# Need landscape design program



## red carpet (Nov 25, 2005)

Does anyone on the list have an easy to use landscape design program? I am looking for a program that will let me put a photo of a house or whatever and put in plants, water feature, arbor, ect. Any input will help. Thanks


----------



## Crawdad (Jul 20, 2005)

I don't do much landscape design, mostly maintenance. But, here's a website with reasonably priced software. 
http://www.nothingbutsoftware.com/
Put "landscape" into the search box, and you'll find quite a bit.
Crawdad


----------



## Always Greener (Dec 22, 2005)

I have a few great programs but what are you looking for? CAD, drag n drop, and price range.. I would be glad to help just let me know what your needs are.


----------



## NasConst_land (Nov 28, 2005)

For a Landscape program to do layouts and such, Punch Software makes a decent program. Cant do much with it outher then overhead veiws of layouts, You can make plants lists and things like that though. Its in expensive and works alright. 

Anyone have an estimating program? Say like you have a database of certain items like say, Antara Pavers and you have your unit price then you would type in say 3000 units.. being 3000 sq feet, and it would give you the price. I have a very basic estimating program right now, and would like to be able to do more with it. 

Also do you just use Auto Cad for your Cad program? Thats all I have ever known, dont even know of any other Cad programs

Also would like you have a new Accounts program, Right now I am useing ACT which is just like a database of clients, when you make phone calls, send invoices and stuff like that. I have the limited version maybe just an upgrade would do. With having more accounts and expanding most of the stuff I have just wont cut it anymore.


----------



## rikanit (Nov 28, 2005)

NasConst, you may want to check out quickestimator. They offer a free trial version you can download for you to try out before you purchase. I tried it and found it fairly simple to set up and it did offer some pretty nice additional features. 

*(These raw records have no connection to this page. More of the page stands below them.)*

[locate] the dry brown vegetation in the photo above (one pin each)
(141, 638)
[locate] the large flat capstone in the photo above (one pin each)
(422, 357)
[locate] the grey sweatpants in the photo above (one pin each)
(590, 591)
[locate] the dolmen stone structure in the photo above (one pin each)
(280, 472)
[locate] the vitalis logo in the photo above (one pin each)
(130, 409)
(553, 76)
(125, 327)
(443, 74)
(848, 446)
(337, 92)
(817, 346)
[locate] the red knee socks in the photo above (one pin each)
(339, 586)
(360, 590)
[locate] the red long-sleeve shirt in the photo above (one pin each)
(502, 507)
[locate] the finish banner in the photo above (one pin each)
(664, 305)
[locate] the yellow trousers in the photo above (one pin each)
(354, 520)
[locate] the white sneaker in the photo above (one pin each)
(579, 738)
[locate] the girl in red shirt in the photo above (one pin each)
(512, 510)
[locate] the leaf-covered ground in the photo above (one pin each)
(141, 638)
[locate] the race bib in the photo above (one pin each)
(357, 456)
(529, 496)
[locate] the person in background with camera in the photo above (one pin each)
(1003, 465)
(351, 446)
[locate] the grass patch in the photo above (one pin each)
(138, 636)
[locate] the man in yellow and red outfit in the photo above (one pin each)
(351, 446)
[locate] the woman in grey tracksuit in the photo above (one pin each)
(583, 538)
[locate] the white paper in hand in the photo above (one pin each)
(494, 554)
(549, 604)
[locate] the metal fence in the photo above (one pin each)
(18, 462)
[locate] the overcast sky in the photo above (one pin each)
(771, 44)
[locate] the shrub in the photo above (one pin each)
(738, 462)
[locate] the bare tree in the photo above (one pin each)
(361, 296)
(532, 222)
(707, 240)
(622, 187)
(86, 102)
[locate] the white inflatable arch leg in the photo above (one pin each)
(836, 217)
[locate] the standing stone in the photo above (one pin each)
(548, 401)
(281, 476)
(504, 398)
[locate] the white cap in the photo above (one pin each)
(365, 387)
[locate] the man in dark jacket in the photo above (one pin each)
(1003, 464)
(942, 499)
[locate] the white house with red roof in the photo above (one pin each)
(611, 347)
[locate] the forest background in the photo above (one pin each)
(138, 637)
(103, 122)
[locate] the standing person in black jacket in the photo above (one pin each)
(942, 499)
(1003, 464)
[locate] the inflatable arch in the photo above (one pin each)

However, I have so much time invested in setting up Quickbooks to accomadate my own little quirks I decided to pass after the trial period expired. Might be worth a look for you.


----------



## red carpet (Nov 25, 2005)

always the ideal program would be drag and drop but I would love to be able to ad ponds, lakes, trees by age, ECT. price doen't really matter if it is what I am looking for. Bottom line something easy and simple. Oh also for a mac. Thanks


----------



## Always Greener (Dec 22, 2005)

Take a look at these and let me know if you need more. We have both of them but my team still likes to hand draw everthing and likes the cad programs. I do have more listings but now your talking big money.

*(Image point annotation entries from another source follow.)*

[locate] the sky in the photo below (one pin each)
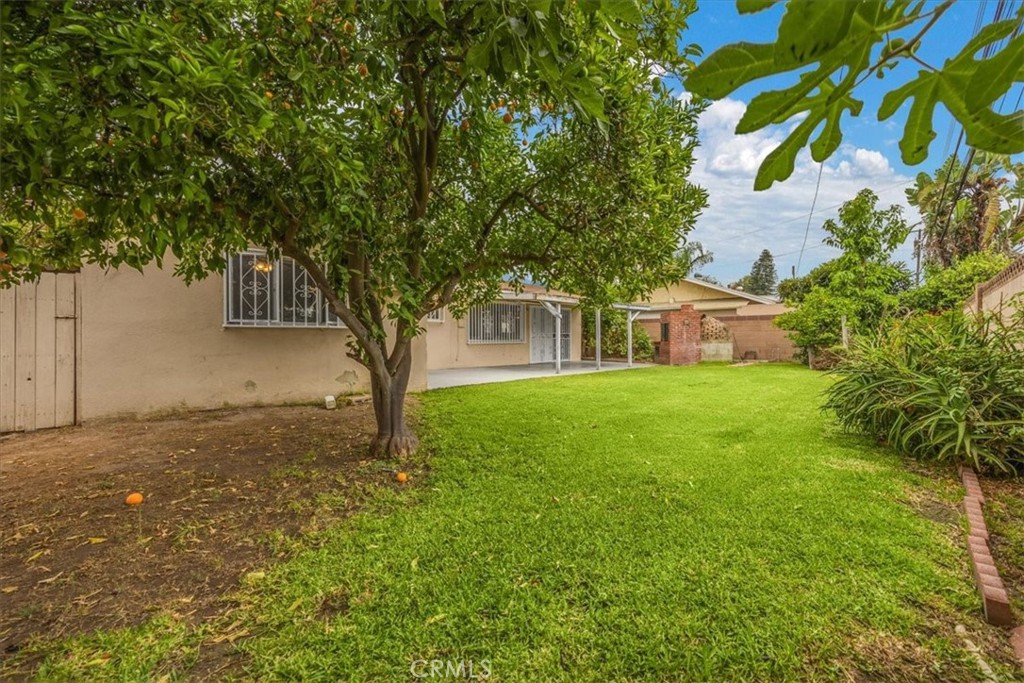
(739, 222)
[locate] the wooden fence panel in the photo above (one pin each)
(6, 360)
(38, 353)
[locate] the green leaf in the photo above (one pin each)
(778, 105)
(810, 28)
(778, 165)
(753, 6)
(730, 67)
(589, 99)
(918, 132)
(75, 29)
(436, 11)
(993, 77)
(832, 135)
(627, 10)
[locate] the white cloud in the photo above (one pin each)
(739, 222)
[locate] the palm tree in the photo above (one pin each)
(970, 208)
(690, 256)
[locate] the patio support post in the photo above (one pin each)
(629, 338)
(631, 315)
(558, 339)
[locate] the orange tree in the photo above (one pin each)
(409, 155)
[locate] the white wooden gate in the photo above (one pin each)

http://www.prolandscape.com/

http://www.growitgold.com/


----------



## Always Greener (Dec 22, 2005)

Take a look at this one.. :thumbsup: 

http://www.eaglepoint.com/landscape/


----------



## NasConst_land (Nov 28, 2005)

Ag

Do you use the eaglepoint program, This looks like a great program from what I saw on their page. Just wondering how it works for you, if you happen to use it.


----------



## Always Greener (Dec 22, 2005)

Just like anything eles it takes time to learn. Are you using AutoCad Standalone or Microstation?


----------



## NasConst_land (Nov 28, 2005)

I use Autocad, but Im the only one out of the 3 estimators that know how to use it. I took 3 years of classes for the program and still am not great with it, but its a tough program to use. I like that Eagle Point Program, its more geared toward landscaping and seems like itd be a little easier to use. I think we are gonna purchase it and try to use that this year, see how it goes.


----------



## Always Greener (Dec 22, 2005)

They do have a 30 day trial period. Try that first before spending your money..


----------